Inez shook her head helplessly. She hadn’t a clue where Thomas wanted it, but she wanted it in her stomach. Right then. Dear God, breakfast and tea. The very idea made her want to weep, the actual sight of the food made her moan silently in her head. She was starving and could have killed a cup of tea, bu
t had no doubt this was all for Thomas. He was probably going to eat it all right in front of her too, the—
“Oh, good. It’s here.”
Both Inez and the bellhop glanced toward Thomas Argeneau as he entered the room. The bellhop was smiling. Inez was not. Her eyebrows drew down in displeasure as she eyed him. If he’d just taken a little more time she might at least have pinched a sausage before he came out.
“Roll it in here please…Jimmy, isn’t it?”
“Yes, sir.” The bellhop smiled and promptly followed him with the cart.
Inez watched the food roll away with a little sigh. Just a small sip of tea even would have been nice, but the man hadn’t even bothered to think of her when it came to that. There had only been one teacup on the trolley.

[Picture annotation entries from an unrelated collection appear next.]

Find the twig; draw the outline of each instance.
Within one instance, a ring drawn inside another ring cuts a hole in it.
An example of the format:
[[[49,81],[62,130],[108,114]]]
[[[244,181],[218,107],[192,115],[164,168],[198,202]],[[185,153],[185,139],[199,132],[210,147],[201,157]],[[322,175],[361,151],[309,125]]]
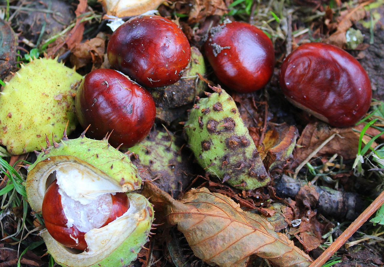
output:
[[[383,204],[384,204],[384,191],[309,267],[321,267]]]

Her thoughts were disturbed when the bellhop returned. The man threw her a wide smile and wished her a good day as he crossed to the door and left.
Inez scowled after him. Sure! He was happy. He’d probably eaten and even had half a dozen cups of tea by now. He’d probably also got a big tip from Thomas.
“Inez?”
Her gaze moved resentfully to the open door to the rest of the suite. “Yes?”
“Come here, please.”
Inez frowned at the request and hesitated. Come here? Come where? To his bedroom? It would be just her luck if the man was a pervert and thought one of her duties as an employee of Argeneau Enterprises was to “service” relatives.
“Not gonna happen,” Inez muttered under her breath.
“Please?” Thomas called.
Throwing up her hands with exasperation, Inez headed for the door. She’d go see what he wanted, but if he tried anything, anything at all…
Inez stepped through the door into what she’d thought would be the bedroom and found herself in a dining area. However, neither Thomas nor the food was in there, and it just made her suspicions increase regarding his motives. Continuing on through the dining room, she stepped into a small vestibule leading to three more doors. Thomas was calling from the room on the right.